We each muttered the incantatory oath and turned our backs on each other.
When I turned around after calculating the passing of a ten second delay, he was gone.
I busied myself with my own departure and made haste to secure my personage against unwanted attention. This consisted of making sure my tie was consistent with a correct Windsor knot (woe-betide if it should have diverged from accepted practice), affixing a remembrance poppy to my lapel, removing the false chin strap score of a goatee’s underpinning to leave only a moustache (it was Movember, after all) and donning a pair of vintage 1950s Ray Ban Caravan sunglasses.
How could I not look the part I was conscripted to play?

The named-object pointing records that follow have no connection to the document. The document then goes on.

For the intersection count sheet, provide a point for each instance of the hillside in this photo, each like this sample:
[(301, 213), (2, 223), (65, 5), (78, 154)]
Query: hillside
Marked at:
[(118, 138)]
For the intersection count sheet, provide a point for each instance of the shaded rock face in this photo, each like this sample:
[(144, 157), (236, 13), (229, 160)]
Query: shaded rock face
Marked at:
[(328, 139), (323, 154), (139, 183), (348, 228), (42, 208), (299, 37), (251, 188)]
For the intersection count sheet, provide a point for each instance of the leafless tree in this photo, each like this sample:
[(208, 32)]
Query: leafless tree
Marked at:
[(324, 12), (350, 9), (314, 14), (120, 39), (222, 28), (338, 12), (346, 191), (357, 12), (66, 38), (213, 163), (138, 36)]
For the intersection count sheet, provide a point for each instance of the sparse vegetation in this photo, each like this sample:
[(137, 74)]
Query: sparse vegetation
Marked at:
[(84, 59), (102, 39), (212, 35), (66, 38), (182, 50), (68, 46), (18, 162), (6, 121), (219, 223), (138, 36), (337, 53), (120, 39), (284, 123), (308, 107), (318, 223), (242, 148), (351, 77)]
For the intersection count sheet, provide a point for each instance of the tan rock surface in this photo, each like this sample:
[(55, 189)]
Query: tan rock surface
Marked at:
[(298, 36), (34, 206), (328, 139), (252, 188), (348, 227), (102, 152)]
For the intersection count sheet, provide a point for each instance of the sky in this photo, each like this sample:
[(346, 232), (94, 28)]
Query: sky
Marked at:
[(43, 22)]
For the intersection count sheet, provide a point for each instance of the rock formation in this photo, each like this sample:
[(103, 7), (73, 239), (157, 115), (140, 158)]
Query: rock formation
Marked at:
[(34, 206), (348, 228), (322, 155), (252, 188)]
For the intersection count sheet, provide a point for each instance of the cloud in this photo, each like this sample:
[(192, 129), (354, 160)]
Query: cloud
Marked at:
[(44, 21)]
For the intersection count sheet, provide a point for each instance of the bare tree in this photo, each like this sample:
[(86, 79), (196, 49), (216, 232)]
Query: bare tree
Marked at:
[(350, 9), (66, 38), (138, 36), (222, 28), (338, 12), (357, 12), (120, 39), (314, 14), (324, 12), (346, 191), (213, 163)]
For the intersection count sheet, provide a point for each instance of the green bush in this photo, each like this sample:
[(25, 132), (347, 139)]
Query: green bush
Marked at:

To think we had been labelled ‘cultural terrorists’. Sight unseen, at that.
No cultural terrorist ever looked as bespoke as us. Or, at least I was keeping up my end of the bargain.
My next stop was the Royal Exhibition Building, where a prefab stall had been set up in the adjoining gardens for an art display and collectibles fair.
The next part of the stratagem saw me posing as an antique book seller and collector of rarities, both old and new, kitsch and authentic.
I had insisted that this posting permit me some free reign to indulge my fancy for self-expression and performance so I could whip up interest in my booth by tootling on my horn.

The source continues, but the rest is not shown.